Medieval Warm Period (~800-1200 AD)
Global Signatures and Dynamical Origins of the Little Ice Age and Medieval Climate Anomaly, https://science.sciencemag.org/content/326/5957/1256

“Relative warmth in the central North Pacific MCA is consistent with the expected extratropical signature of the strong observed La Niña–like pattern in the tropical Pacific (strong cooling in the east and warming in the west).  [As described above.] Certain regions, such as central Eurasia, northwestern North America, and (with less confidence) parts of the South Atlantic, exhibit anomalous coolness.”


Little Ice Age   
“LIA pattern is characterized primarily by pronounced cooling over the Northern Hemisphere continents, but with some regions—e.g., parts of the Middle East, central North Atlantic, Africa, and isolated parts of the United States, tropical Eurasia, and the extratropical Pacific Ocean—displaying warmth comparable to that of the present day.” There is an influence of solar radiative forcing during the LIA, equivalent to a difference of about 0.37 W/m2 at the tropopause between the MCA and the LIA.  This difference occurs during the Maunder Minimum in sunspot numbers.

Early 20th century warming
The early 20th century warming: Anomalies, causes, and consequences
https://onlinelibrary.wiley.com/doi/10.1002/wcc.522
“Attribution studies estimate that about a half (40–54%; p >.8) of the global warming from 1901 to 1950 was forced by a combination of increasing greenhouse gases and natural forcing, offset to some extent by aerosols. Natural variability also made a large contribution, particularly to regional anomalies like the Arctic warming in the 1920s and 1930s.”

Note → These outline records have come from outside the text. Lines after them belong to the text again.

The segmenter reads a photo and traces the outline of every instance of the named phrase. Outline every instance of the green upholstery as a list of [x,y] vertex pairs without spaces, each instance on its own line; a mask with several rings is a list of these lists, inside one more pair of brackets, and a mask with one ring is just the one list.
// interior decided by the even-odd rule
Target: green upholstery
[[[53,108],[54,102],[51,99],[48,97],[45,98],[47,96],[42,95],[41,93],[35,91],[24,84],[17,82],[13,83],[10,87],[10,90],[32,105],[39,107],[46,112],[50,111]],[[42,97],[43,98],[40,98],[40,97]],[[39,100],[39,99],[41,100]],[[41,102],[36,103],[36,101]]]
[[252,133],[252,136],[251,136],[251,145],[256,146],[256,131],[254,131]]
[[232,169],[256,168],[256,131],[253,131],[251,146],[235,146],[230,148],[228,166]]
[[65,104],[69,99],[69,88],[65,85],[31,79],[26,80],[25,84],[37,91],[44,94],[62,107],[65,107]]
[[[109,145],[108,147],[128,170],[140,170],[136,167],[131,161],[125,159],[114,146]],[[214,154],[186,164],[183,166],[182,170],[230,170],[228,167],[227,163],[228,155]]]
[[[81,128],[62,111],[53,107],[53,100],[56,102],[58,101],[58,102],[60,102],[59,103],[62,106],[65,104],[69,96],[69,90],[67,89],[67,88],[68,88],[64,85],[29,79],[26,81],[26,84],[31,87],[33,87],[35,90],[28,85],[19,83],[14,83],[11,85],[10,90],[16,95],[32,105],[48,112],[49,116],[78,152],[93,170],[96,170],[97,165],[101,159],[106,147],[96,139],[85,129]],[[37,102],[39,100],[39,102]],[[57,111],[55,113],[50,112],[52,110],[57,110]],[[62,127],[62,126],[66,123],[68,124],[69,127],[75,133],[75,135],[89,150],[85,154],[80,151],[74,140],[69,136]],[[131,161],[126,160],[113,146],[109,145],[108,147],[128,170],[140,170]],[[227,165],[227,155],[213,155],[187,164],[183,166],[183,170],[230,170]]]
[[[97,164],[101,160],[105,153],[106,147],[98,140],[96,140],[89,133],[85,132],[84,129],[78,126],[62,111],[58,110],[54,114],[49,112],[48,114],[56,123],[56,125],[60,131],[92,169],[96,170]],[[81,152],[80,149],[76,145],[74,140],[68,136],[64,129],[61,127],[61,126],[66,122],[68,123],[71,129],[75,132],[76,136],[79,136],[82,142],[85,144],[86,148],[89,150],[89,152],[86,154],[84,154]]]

https://judithcurry.com/2019/01/23/early-20th-century-global-warming/
“Hegerl et al. [the paper above] focus their arguments regarding internal variability associated with large-scale ocean circulations on the Atlantic Multidecadal Oscillation (AMO) and the Pacific Decadal Oscillation (PDO). Warm phases of the both the AMO and PDO contributed to warming particularly during the 1930’s and 1940’s.”

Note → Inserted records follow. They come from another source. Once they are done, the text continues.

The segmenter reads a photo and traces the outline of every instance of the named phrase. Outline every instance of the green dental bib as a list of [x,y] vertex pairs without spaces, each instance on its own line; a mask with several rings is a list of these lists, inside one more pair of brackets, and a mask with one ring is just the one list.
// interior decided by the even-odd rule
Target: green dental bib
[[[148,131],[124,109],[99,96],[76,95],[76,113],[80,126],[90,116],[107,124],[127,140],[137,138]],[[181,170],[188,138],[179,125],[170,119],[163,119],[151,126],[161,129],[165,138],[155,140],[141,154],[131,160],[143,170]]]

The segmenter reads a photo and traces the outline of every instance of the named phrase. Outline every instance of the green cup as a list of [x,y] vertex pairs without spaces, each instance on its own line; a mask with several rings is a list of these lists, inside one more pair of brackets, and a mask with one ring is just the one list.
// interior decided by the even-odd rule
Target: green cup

https://www.gfdl.noaa.gov/early-20th-century-global-warming/
“Since the model includes no forcing from interdecadal variations of volcanic emissions or solar irradiance, this suggests that the observed early 20th century warming could have resulted from a combination of human-induced increases of atmospheric GHG and sulfate aerosols, along with internal variability of the ocean-atmosphere system.”

Mid-20th century cooling
The primary cause of the slight mid-20th century cooling was increased sulfate aerosols from post WWII industrialization.

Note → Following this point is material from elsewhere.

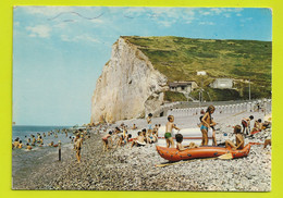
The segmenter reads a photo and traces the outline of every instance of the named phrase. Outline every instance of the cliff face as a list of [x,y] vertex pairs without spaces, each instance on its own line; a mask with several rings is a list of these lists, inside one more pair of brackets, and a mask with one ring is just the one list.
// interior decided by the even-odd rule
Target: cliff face
[[135,45],[120,37],[97,81],[90,122],[145,116],[163,102],[167,81]]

“The cooling effect of man-made sulfates also helps explain the hemispheric asymmetry in temperature history. Most industrial activity is in the northern hemisphere, so most of the anthropogenic sulfate cooling should be there too. The northern hemisphere has warmed faster than the southern because there’s more land in the north than the south, and land has far less thermal inertia than ocean. But if sulfates are mostly in the northern hemisphere, that means that there should have been a stronger mid-century cooling effect in the north than in the south — and that’s exactly what we observe:” [See data plot at the link]

The linked article also includes plots that show sulfur emission estimates are in line with sulfate concentration measurements in ice cores.

We need to rethink everything we know about global warming
https://www.sciencedaily.com/releases/2019/01/190122104611.htm


“Rosenfeld and his colleagues were able to more accurately calculate aerosols' cooling effects on the Earth's energy budget. And, they discovered that aerosols' cooling effect is nearly twice higher than previously thought.”